The Difficulties Of Fuzzy Grouping Of Related News Coverage: Clustering Versus Entity Linking

Many news analysis use cases require the ability to group related coverage together in order to either collapse coverage of the same story to a single record or look across the myriad perspectives on a single story. The two most common approaches used to group stories are clustering and entity grouping.

Story clustering typically involves collapsing textual stories into a numeric vector space and applying anything from K-means to HDBSCAN to any of myriad other approaches to collapsing the resulting sparse matrix into a set of core components. Most approaches today will further collapse the vector space using word embeddings from word2vec to domain-adapted models. The challenge with story clustering is that the resulting clusters reflect the underlying linguistic and semantic cleavages of the analyzed collection that may or may not reflect how a human would see the collection. For example, all coverage mentioning Joe Biden might be grouped together, collapsing both domestic and foreign policy stories under a single heading and perhaps also grouping in coverage of other global heads of state based on similar language and discussions. Applied to news coverage, such clustering often results in seemingly random and uninterpretable clusters, such as one that groups Covid-19 vaccines with the Belarus dissident arrest with an announcement for Douyin Pay with a discussion of a new lithium battery technology. Presentation to decision makers typically requires human intervention to devise elaborate and contorted explanations for each cluster. Such clustering typically collapses individual storylines together, rendering moot the actual driving force of story grouping. Many clustering techniques use random sampling to maintain tractability on large datasets, making the resulting clusters unstable, with special approaches needed for realtime temporal clustering. Clustering is also computationally expensive and cannot typically be applied to large datasets without some form of sampling and dimensionality reduction.

In contrast, entity grouping reduces each document into a small list of the most salient entities it discusses and groups together articles containing those same entities. This dramatically reduces computational complexity and largely prevents the grouping of entirely unrelated stories, since articles must share their most salient entities in order to be grouped together. Many large consumer-facing news services use this approach. However, as with clustering, this approach typically conflates related storylines, grouping for example Joe Biden's domestic agenda with his foreign G-7 and Putin meetings this week, lumping them all under the same heading.
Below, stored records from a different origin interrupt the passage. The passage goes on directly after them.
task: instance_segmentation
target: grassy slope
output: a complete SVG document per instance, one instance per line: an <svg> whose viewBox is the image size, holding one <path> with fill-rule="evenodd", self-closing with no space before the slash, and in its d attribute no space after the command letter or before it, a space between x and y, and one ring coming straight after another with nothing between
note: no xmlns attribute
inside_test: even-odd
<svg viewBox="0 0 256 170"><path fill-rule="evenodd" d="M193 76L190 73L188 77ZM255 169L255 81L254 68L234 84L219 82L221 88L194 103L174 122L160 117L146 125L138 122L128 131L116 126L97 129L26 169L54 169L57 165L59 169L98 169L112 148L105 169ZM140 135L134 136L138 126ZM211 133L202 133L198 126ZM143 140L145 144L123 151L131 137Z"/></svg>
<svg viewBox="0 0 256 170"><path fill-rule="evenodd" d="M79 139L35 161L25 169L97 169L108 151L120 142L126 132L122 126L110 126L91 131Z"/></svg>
Worse, entities that are less common in the news will see all of their coverage grouped together. On one recent day, a major consumer news service grouped all coverage of former US president Barack Obama under a single heading, lumping together a collection of wildly different topics on the basis that they all mentioned him.

The complexity of storyline grouping can be seen in the simple example of the announcement of Douyin Pay this past January. An ideal system would group together the following three Chinese-language articles as all covering the same announcement. The first two largely share the same title other than the additional text in the front of the second link, while the third title is entirely different. Looking at their first few paragraphs of text, the first two mention Kuaishou and Bilibili, which are missing from the third. Both stories emphasize a set of financial institutions, but their lists do not entirely overlap. Thus, from an entity grouping standpoint, the third link would not likely be grouped with the first two, especially when incorporating entity salience as a filter. At the same time, pure entity grouping would have linked these two Douyin Pay announcements with a number of other Chinese financial tech industry stories of the day that mentioned these same entities in the context of regulation, international video and payments platforms and so on. While in theory such a grouping could be interesting to an analyze as contextual indicators, those storylines are distinct from the announcement story. The first two stories are nearly identical, but just different enough that entity grouping would connect them, but they would not be returned by exact match detection.

Thus, even from this simple example, the difficulties of production story grouping are clear.